At Blanchetown, we stroll in the late afternoon to the vineyards of Burk Salter Wines for a spot of wine-tasting. For 70 years the vineyard’s crop went to the Barossa, but since 2002 it has been producing its boutique wine. Greg Salter, whose father and grandfather planted the first vineyard on the land, educates us on the wisdom of machine-picking rather than hand-picking in an area where temperatures often soar above 40 degrees at harvest time. “Our quality has skyrocketed since we began machine-picking,” he says.

Another stop near Big Bend provides insight into the days when Australia rode upon the sheep’s back. At Sunnydale, a farm near Swan Reach, David Le Brun and his daughter, Mardi, give us an entertaining and informative talk and demonstration of the tools and tricks of the trade used by shearers in its woolshed in bygone days. We also meet a wide variety of the woolly ones, from an English Leicester, a breed with coarse wool used for carpets and blankets, to the Wiltipoll, Damara, and Dorper breeds, low-maintenance shedding sheep used for meat.
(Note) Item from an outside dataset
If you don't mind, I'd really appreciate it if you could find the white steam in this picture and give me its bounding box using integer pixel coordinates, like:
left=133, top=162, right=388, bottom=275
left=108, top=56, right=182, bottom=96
To say you won’t starve on the Murray Princess is an understatement. We start with a three-course dinner that includes prawn skewers, chicken Wellington and butterscotch syrup cheesecake, and enjoy ample buffet breakfasts and lunches with everything from curries to a Chinese twist. Dinners include a barbecue centred around a campfire on the riverbank at Big Bend and a sumptuous seafood feast at the Captain’s Dinner.

Those who join in the optional bush breakfast at Sunnydale are in for a treat, too. Beginning with glasses of sparkling wine arranged in the back of an abandoned Austin A40 on the banks of the river, we dine on a three-course breakfast that includes kangaroo sausage; scrambled eggs seasoned with saltbush; bush tomato and double-smoked bacon; wattleseed toast with lemon myrtle butter and quandong jam; and wattleseed pancakes with desert passion syrup.
It’s all washed down with billy tea made with freshly plucked black box leaves.
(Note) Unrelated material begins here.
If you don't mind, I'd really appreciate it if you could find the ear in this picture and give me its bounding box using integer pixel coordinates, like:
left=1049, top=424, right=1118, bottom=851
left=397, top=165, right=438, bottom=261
By the time the Murray Princess arrives at Mannum on Friday morning, we have well and truly forged a memorable connection with the Murray, its landscape, its animals, and its people past and present.

Cruise the Murray

The four-night Outback Heritage Cruise on the PS Murray Princess leaves Mannum in South Australia on Mondays. Interstate travellers can book accommodation in Adelaide, including the five-star Majestic Roof Garden Hotel, and travel via the complimentary coach
transfer to and from Mannum.

Optional add-on tours include the Barossa Wine and Heritage Tour, and Kangaroo Island.